The client has a lot of field people, who have yahoo email accounts. The web hosting service the client’s domain is on subscribes to spamcop. And among the million or so email yahoo emailers is a spammer.
So, spamcop blacklists one of the Yahoo email servers, effectively shutting down communication between my client and the field people. Server blacklisting is effective when aimed at an organization, but in the case of Yahoo, or Google, or any one of the large concentation email servers out there, it fails. It punishes thousands, even millions, of people because of the misdeeds of one, hardly an efficient measure.

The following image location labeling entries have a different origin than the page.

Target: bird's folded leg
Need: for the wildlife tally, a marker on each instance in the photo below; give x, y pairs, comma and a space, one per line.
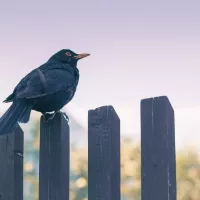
48, 116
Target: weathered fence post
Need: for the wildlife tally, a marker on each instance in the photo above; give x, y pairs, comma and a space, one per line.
11, 165
158, 150
103, 154
54, 159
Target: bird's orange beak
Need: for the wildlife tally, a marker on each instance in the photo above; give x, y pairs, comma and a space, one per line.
82, 55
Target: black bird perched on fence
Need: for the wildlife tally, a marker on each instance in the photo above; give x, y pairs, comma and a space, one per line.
47, 88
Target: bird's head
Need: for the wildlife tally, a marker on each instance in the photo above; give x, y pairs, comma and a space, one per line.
69, 57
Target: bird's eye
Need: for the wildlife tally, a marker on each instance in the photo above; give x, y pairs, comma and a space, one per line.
68, 54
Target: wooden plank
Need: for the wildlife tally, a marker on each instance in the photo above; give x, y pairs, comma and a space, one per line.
158, 164
11, 165
103, 154
54, 159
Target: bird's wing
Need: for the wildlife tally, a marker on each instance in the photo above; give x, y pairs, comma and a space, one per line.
45, 82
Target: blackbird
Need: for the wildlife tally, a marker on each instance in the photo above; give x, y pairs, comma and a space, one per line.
46, 89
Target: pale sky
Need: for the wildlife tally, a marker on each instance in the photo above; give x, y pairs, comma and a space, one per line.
139, 49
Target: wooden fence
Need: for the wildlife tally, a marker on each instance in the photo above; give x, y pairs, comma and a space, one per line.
158, 174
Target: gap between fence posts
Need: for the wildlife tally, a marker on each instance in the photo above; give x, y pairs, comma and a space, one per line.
103, 154
54, 159
11, 165
158, 164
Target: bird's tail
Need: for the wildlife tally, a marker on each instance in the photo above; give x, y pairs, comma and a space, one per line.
19, 111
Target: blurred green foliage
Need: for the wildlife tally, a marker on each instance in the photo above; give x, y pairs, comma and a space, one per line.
188, 171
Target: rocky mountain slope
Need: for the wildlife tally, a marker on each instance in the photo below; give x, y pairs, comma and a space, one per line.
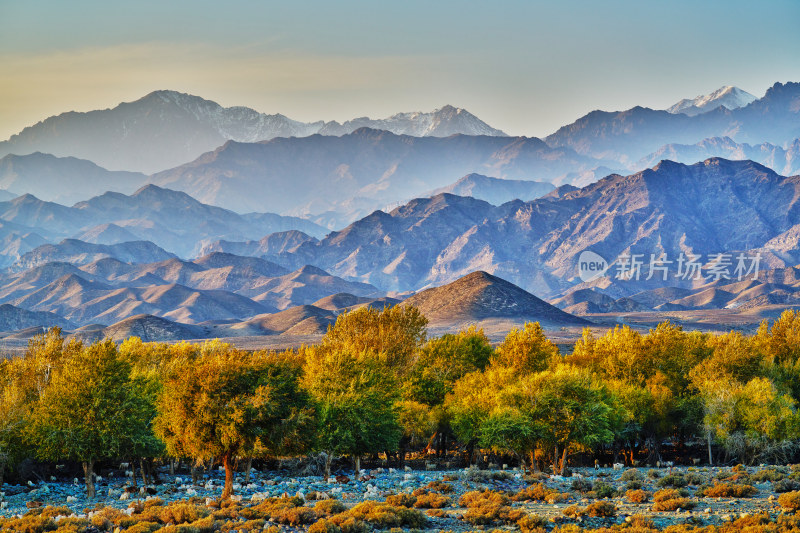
627, 136
496, 191
710, 207
480, 296
729, 97
65, 180
374, 165
783, 160
105, 285
169, 219
173, 128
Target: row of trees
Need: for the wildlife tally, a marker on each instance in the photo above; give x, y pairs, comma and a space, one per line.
376, 383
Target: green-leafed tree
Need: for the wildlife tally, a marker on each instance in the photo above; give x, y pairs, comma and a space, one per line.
355, 396
526, 350
226, 403
393, 333
88, 411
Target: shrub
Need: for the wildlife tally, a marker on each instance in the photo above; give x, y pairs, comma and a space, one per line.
581, 485
769, 474
728, 490
672, 480
140, 527
475, 475
480, 498
671, 500
384, 516
639, 523
330, 507
785, 485
539, 493
789, 501
439, 486
324, 526
487, 507
631, 474
604, 490
180, 513
601, 509
637, 496
431, 500
530, 523
402, 500
52, 512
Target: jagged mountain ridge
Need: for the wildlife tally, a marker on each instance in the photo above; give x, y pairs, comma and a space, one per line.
729, 97
496, 191
171, 220
628, 136
173, 128
783, 160
65, 180
96, 287
375, 166
709, 207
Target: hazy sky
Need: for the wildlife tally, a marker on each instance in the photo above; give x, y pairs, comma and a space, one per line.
526, 67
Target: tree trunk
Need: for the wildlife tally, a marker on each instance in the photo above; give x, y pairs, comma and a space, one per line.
227, 460
195, 473
328, 460
141, 470
248, 465
555, 460
563, 460
88, 472
710, 457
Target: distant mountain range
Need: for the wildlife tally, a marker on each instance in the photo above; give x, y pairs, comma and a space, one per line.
496, 191
334, 174
378, 166
292, 283
627, 136
166, 128
480, 297
86, 284
168, 219
729, 97
710, 207
783, 160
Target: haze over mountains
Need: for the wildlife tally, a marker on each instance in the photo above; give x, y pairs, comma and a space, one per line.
336, 173
162, 218
166, 128
237, 241
729, 97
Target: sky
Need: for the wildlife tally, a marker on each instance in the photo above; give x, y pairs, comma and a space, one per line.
526, 67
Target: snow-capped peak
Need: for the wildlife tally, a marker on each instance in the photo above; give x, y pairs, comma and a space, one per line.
729, 97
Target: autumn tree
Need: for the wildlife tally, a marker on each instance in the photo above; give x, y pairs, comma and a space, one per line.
226, 403
22, 381
526, 350
355, 395
393, 333
88, 411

Yes, I’m familiar with the contention that this sort of “death penalty” is meant to be sure hosts police their customers. But it’s hogwash, pure and simple. If we start with the assumption that a company can predict with 99.999% accuracy whether a potential customer is a spammer (completely bogus, I’d expect a number far less than 90% to be more likely) that still means that one customer in 100,000 will get misdiagnosed. Which is still enough to keep a server like Yahoo or Google blacklisted forever.
Remember, the spammer doesn’t care if the server gets blackisted; he just moves on to another server. It’s only the poor suckers who have built a contact list based on that email address that get burned. It’s like nuking Kabul to get bin Laden; you kill lots of innocent bystanders while the real target slips away, laughing.
Yes, spam is a problem. But so is this. Yes, if they hang ’em all, they’ll get the guilty. But before you applaud, think: that means they’re going to hang you, too.